Hahahahahahahahahahahaha!!!

Liar.
 
J

Jonathan N. Little

Dan said:
Hahahahahahahahahahahaha!!!

Liar.

I have to agree. WinXP SP3 didn't go smoothly on a number of AMD
systems. But then again if he fell for the marketing treacle and
actually bought ME, well that says it all.
 
A

Alias

Hahahahahahahahahahahaha!!!

Liar.

Sorry to disappoint you but it's true. The only time I've had problems
with Windows was with hardware going south, never with software, be it
Windows software or otherwise. Once the hardware was sorted out, Windows
just kept on keeping on. Course, unlike you, the one trick pony, I know
what I'm doing with Windows.
 
A

Alias

I have to agree. WinXP SP3 didn't go smoothly on a number of AMD
systems.

I've installed Win XP SP3 on many AMD systems with no problems. You
probably don't know how to install SP3 so, naturally, you had problems.
But then again if he fell for the marketing treacle and
actually bought ME, well that says it all.

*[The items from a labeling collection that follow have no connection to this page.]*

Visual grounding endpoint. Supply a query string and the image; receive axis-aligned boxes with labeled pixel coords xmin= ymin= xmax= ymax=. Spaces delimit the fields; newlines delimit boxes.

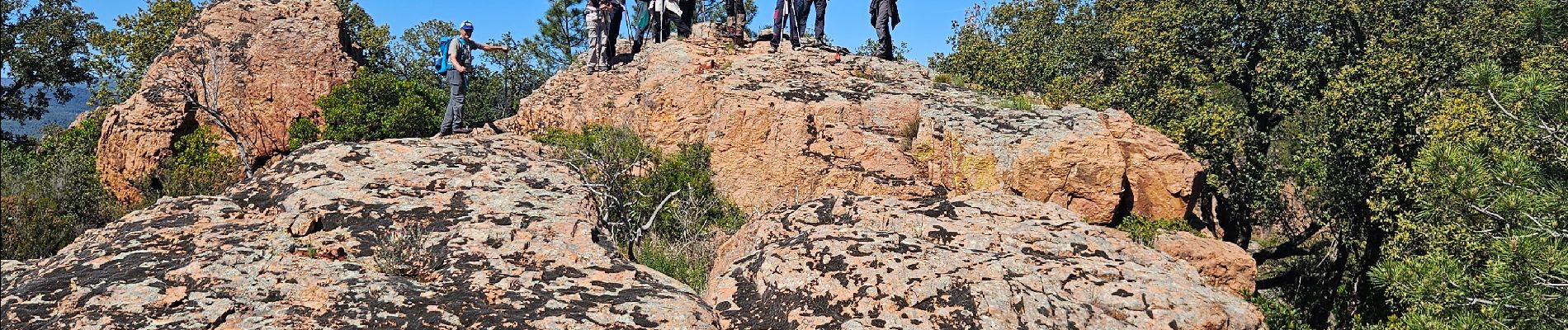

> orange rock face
xmin=497 ymin=39 xmax=1202 ymax=224
xmin=497 ymin=38 xmax=934 ymax=210
xmin=97 ymin=0 xmax=357 ymax=202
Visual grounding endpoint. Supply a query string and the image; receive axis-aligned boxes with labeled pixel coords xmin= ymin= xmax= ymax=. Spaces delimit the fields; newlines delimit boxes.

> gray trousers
xmin=795 ymin=0 xmax=828 ymax=42
xmin=871 ymin=0 xmax=895 ymax=59
xmin=770 ymin=0 xmax=806 ymax=49
xmin=441 ymin=68 xmax=469 ymax=133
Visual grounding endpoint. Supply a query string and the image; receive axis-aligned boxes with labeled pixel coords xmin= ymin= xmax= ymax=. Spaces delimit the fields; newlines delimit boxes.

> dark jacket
xmin=871 ymin=0 xmax=899 ymax=26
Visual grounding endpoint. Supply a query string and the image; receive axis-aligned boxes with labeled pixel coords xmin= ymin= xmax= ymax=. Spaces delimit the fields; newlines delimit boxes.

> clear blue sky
xmin=77 ymin=0 xmax=975 ymax=63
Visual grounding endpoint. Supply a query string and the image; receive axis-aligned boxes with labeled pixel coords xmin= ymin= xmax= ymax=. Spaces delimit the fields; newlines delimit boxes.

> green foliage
xmin=636 ymin=239 xmax=715 ymax=293
xmin=289 ymin=117 xmax=322 ymax=150
xmin=136 ymin=127 xmax=243 ymax=202
xmin=87 ymin=0 xmax=201 ymax=106
xmin=1372 ymin=60 xmax=1568 ymax=328
xmin=1247 ymin=293 xmax=1312 ymax=330
xmin=996 ymin=96 xmax=1035 ymax=111
xmin=384 ymin=19 xmax=458 ymax=87
xmin=0 ymin=116 xmax=124 ymax=260
xmin=697 ymin=0 xmax=758 ymax=25
xmin=1112 ymin=216 xmax=1201 ymax=246
xmin=334 ymin=0 xmax=392 ymax=70
xmin=519 ymin=0 xmax=588 ymax=75
xmin=536 ymin=125 xmax=745 ymax=290
xmin=0 ymin=0 xmax=103 ymax=127
xmin=315 ymin=70 xmax=447 ymax=141
xmin=370 ymin=225 xmax=439 ymax=281
xmin=932 ymin=0 xmax=1568 ymax=328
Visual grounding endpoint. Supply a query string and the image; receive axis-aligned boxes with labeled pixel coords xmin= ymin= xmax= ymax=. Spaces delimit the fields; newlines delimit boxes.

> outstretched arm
xmin=469 ymin=39 xmax=511 ymax=53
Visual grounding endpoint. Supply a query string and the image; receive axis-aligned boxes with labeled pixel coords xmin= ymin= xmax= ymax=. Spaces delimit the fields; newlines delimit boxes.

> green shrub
xmin=996 ymin=96 xmax=1035 ymax=111
xmin=1247 ymin=293 xmax=1312 ymax=330
xmin=899 ymin=119 xmax=920 ymax=152
xmin=536 ymin=125 xmax=745 ymax=290
xmin=315 ymin=70 xmax=447 ymax=141
xmin=136 ymin=127 xmax=244 ymax=202
xmin=289 ymin=117 xmax=322 ymax=150
xmin=0 ymin=116 xmax=124 ymax=260
xmin=636 ymin=239 xmax=715 ymax=293
xmin=1112 ymin=216 xmax=1198 ymax=246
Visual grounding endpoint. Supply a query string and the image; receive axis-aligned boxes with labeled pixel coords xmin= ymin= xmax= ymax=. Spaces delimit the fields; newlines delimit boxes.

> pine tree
xmin=0 ymin=0 xmax=102 ymax=134
xmin=522 ymin=0 xmax=588 ymax=75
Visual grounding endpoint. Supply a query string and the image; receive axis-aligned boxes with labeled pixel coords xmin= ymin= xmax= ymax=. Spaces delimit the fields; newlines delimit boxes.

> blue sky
xmin=77 ymin=0 xmax=975 ymax=63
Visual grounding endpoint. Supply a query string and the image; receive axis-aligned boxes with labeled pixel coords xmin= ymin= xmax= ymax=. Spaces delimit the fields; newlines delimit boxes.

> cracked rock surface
xmin=0 ymin=136 xmax=716 ymax=328
xmin=704 ymin=194 xmax=1263 ymax=328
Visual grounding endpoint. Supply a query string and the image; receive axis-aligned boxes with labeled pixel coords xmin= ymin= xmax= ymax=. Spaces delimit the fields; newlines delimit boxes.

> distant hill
xmin=0 ymin=80 xmax=92 ymax=136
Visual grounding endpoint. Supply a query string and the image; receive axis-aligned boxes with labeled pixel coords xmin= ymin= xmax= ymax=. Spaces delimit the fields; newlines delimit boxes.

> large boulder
xmin=497 ymin=37 xmax=1201 ymax=224
xmin=911 ymin=106 xmax=1202 ymax=225
xmin=704 ymin=194 xmax=1263 ymax=328
xmin=97 ymin=0 xmax=357 ymax=202
xmin=0 ymin=136 xmax=716 ymax=328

I didn't care for Windows Me but it didn't give any problems other than
having to reboot a lot due to memory loss. I soon went over to Windows
2000. I didn't fall for the "marketing treacle", I got it on a new
computer which soon after was updated to Windows 2000 and, later, XP
and, get this, it was an AMD system.
 
M

Michael T.

Alias said:
Sorry to disappoint you but it's true. The only time I've had problems
with Windows was with hardware going south, never with software, be it
Windows software or otherwise. Once the hardware was sorted out, Windows
just kept on keeping on. Course, unlike you, the one trick pony, I know
what I'm doing with Windows.

There was a problem last month where many users could not get Windows Update
to stop trying to install three .NET Framework updates.
http://tinyurl.com/82x8w9j

But I agree with you that situations like these are few and far between in
my experience on a number of Dell desktops and laptops I have used the last
10 years.
 
A

Alias

There was a problem last month where many users could not get Windows Update
to stop trying to install three .NET Framework updates.
http://tinyurl.com/82x8w9j

Users using Norton and who don't know how to prepare for Windows Updates.
But I agree with you that situations like these are few and far between in
my experience on a number of Dell desktops and laptops I have used the last
10 years.

There are some things MS does right and updates is one of them. There
are too many people who use Windows for critical work so they take care
to test them thoroughly.
 
D

Dan C

Sorry to disappoint you but it's true. The only time I've had problems
with Windows was with hardware going south, never with software, be it
Windows software or otherwise. Once the hardware was sorted out, Windows
just kept on keeping on.
Hahahahahahahahahahahaha!!!

Liar.

I know what I'm doing with Windows.

That I might believe. You're a Win-droid, after all.

Bugger off, Win-droid troll. This is a Linux newsgroup.